Gauging investor sentiment and new issues

We often hear about new issues being pulled at the last minute because of a change in investor sentiment. Sometimes this is seen as an excuse due to a lack of demand for shares while other times it does seem to be a valid reason. Unless you are involved in the day-to-day gauging of investor sentiment and the requirement for perfect timing for new issues it is difficult to understand the potential downside of mismanaging a new issue.

IPOs/New issues

IPOs/new issues often take the form of a company coming to the market whereby the original shareholders will sell part of their holding to create a liquid market. There are other occasions where original shareholders may retain their shares, or sell part of them, while the company issues new shares as a fundraising exercise. Therefore, it is not difficult to see how a particular change in investor sentiment, whether positive or negative, can have a significant impact upon the pricing of a new issue and the potential level of funds raised.

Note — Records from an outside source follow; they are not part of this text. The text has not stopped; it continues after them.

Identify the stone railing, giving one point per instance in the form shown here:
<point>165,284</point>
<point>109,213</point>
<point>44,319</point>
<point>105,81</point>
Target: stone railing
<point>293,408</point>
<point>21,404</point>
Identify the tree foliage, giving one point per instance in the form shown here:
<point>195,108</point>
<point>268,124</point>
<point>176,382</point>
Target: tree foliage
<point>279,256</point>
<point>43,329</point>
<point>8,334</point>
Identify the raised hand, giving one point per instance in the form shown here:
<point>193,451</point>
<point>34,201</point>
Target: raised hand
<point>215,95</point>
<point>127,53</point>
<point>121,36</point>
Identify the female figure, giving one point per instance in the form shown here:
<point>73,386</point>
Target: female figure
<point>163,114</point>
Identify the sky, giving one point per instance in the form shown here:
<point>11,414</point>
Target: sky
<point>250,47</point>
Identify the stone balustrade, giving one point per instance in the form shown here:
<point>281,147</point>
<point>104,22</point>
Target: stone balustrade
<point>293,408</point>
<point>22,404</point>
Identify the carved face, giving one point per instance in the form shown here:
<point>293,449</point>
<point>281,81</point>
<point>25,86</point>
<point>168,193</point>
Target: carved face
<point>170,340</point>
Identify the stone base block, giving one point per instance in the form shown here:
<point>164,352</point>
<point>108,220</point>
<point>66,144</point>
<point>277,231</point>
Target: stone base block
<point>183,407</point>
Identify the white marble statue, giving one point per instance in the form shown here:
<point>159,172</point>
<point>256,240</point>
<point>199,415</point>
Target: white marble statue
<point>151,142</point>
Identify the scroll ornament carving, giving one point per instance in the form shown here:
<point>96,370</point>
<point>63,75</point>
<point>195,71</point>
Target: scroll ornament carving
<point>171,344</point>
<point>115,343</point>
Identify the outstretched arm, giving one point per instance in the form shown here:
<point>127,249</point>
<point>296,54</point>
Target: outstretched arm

Gauging investor sentiment and new issues
Gauging investor sentiment and new issues

Loading the gun, ready to fire

The vast majority of new issues will have been rumoured for weeks or months in advance of the actual float date. What you tend to see is a relatively short period between the confirmation that a company is to float on the stock market and the first day of dealing. This ensures that there is as small a timescale as possible during which investor sentiment can take a downturn. Bizarrely, if investor sentiment takes an upturn during this relatively small window of opportunity this is not necessarily a worry.

Each and every new issue/IPO listed on stock markets around the world wants to hit the headlines, attract a healthy premium on the first day of listing and keep the interest of investors during this often difficult transformation period. So, if all of a sudden investors have renewed appetite for a particular IPO this can be extremely helpful even if in hindsight the company’s advisers may have been able to squeeze a few more dollars from investors.

Keeping up the momentum

Unfortunately, many new issues on the stock market are listed in a blaze of glory but not always able to live up to their promises and keep momentum going. Companies such as Snap (the parent of Snapchat) was one such company, it floated on the market in a blaze of glory and saw the share price nearly double in the first few days. However, concerns about competition from the likes of Facebook and the expiry of further lock-in periods, allowing founding shareholders to reduce their stakes, led to a significant fall in the share price.

While not always possible, it is advisable to keep “some good news back” when launching on the stock market. Let the first blaze of interest ignite and then gently feed the market more positive news, perhaps new services, new products and new trends in usage (vital for social media related companies).

It is easy to underestimate the power of investor appetite and investor sentiment. When you are talking about companies valued in the tens of billions of dollars, a downturn in investor sentiment could literally reduce the value of a company by billions of dollars. Even though financial advisers in the IPO/new issues industry are “well remunerated” theirs is not a role for the fainthearted!